Kitty climbed the interminable stairs, cursing the double blight of being a minister’s daughter and the eldest of a brood of four, soon to be five. She walked into the nursery and found Martha, Miriam and Mary squabbling over a game of marbles.

‘I won!’ said Martha, who was fourteen and possessed a temperament as stubborn as Father’s religious beliefs.

‘It was me!’ Mary retorted with a pout.

‘Actually, I think it was me,’ put in Miriam gently. And Kitty knew it had been her.

‘Well, whoever it was, Mother wants you to complete your ablutions, dress in your nightgowns, and go and kiss her goodnight in the drawing room.’

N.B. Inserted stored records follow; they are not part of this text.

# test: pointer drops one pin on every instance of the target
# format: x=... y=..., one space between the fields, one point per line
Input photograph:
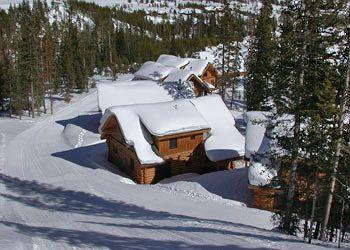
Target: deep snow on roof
x=153 y=71
x=180 y=74
x=169 y=118
x=197 y=66
x=130 y=92
x=139 y=121
x=172 y=61
x=159 y=119
x=225 y=141
x=134 y=133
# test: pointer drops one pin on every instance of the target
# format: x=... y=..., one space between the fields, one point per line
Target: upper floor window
x=173 y=143
x=132 y=164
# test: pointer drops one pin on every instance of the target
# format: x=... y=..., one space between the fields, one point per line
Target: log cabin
x=151 y=142
x=167 y=65
x=205 y=71
x=179 y=76
x=130 y=92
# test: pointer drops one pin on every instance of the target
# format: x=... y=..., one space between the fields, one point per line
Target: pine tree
x=260 y=65
x=303 y=88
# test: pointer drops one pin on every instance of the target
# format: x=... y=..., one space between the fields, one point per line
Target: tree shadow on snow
x=57 y=199
x=89 y=122
x=94 y=157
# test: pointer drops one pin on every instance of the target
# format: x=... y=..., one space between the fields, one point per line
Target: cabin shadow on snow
x=58 y=199
x=232 y=184
x=89 y=122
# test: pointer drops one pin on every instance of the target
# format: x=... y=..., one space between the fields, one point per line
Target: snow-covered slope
x=58 y=196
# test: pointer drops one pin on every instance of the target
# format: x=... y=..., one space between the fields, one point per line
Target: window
x=173 y=143
x=132 y=164
x=115 y=150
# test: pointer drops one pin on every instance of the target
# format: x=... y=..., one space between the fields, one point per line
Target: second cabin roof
x=181 y=74
x=172 y=61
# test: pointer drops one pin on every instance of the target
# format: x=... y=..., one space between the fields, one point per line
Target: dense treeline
x=301 y=68
x=54 y=49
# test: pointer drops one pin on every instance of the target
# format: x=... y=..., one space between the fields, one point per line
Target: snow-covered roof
x=256 y=140
x=259 y=174
x=172 y=61
x=130 y=92
x=181 y=74
x=197 y=66
x=134 y=133
x=169 y=118
x=225 y=141
x=153 y=71
x=137 y=122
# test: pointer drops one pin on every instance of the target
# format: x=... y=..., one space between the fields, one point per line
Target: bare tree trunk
x=313 y=208
x=50 y=93
x=32 y=99
x=293 y=174
x=344 y=100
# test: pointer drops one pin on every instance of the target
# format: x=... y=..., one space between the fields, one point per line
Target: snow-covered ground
x=57 y=190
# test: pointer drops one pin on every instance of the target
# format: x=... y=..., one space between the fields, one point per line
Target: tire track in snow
x=27 y=159
x=2 y=149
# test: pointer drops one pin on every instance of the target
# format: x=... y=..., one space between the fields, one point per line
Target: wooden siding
x=198 y=86
x=210 y=75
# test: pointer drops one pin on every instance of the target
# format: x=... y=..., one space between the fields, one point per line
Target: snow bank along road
x=57 y=191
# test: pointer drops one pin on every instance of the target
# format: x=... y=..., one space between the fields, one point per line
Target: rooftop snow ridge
x=130 y=92
x=138 y=122
x=172 y=61
x=153 y=71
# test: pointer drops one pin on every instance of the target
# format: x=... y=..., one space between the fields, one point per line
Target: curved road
x=56 y=193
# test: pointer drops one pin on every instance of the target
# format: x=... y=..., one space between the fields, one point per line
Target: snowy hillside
x=59 y=191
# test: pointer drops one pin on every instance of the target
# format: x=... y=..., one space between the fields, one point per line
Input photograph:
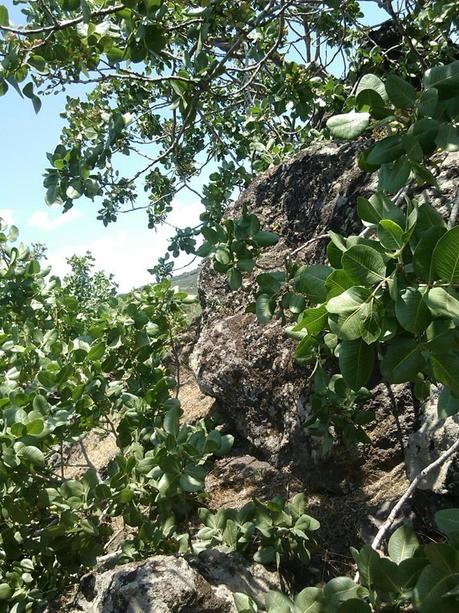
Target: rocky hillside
x=248 y=379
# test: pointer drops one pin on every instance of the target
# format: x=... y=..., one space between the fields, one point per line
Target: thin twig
x=454 y=212
x=424 y=472
x=396 y=510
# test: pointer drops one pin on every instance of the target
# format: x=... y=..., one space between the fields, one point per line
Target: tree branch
x=395 y=511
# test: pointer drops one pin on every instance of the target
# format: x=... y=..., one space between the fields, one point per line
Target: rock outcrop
x=170 y=584
x=249 y=368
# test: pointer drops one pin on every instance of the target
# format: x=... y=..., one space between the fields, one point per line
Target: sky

‘Go to the drawing room in our nightgowns?’ Mary looked shocked. ‘What will Father say?’

‘Father is out having supper with Mrs McCrombie. Now,’ Kitty said as Aylsa arrived in the nursery with a washbasin. ‘Let’s see the state of your faces and necks.’

‘D’ye mind sorting them out, Miss Kitty? I must see to the supper downstairs,’ Aylsa pleaded with her.

‘Of course not, Aylsa.’ As their only housemaid, Kitty knew the girl was utterly exhausted by this time of night.

‘Thank you, Miss Kitty.’ Giving her a grateful nod, Aylsa scurried out of the nursery.

When all three of her sisters were in their white muslin nightgowns, Kitty marched them downstairs to the drawing room. As her mother kissed them goodnight one by one, Kitty decided that at least her early experience of childcare would stand her in good stead when she had children of her own. Then, looking at her mother’s burgeoning stomach and the fatigue plain on her face, she thought that perhaps she wouldn’t have any at all.

Once her sisters had been despatched off to bed, Kitty and her mother sat down in the dining room to eat a supper of tough broiled beef, potatoes and cabbage. They discussed church business and the coming festive season which, for the McBride family, was the busiest time of the year. Adele smiled at her.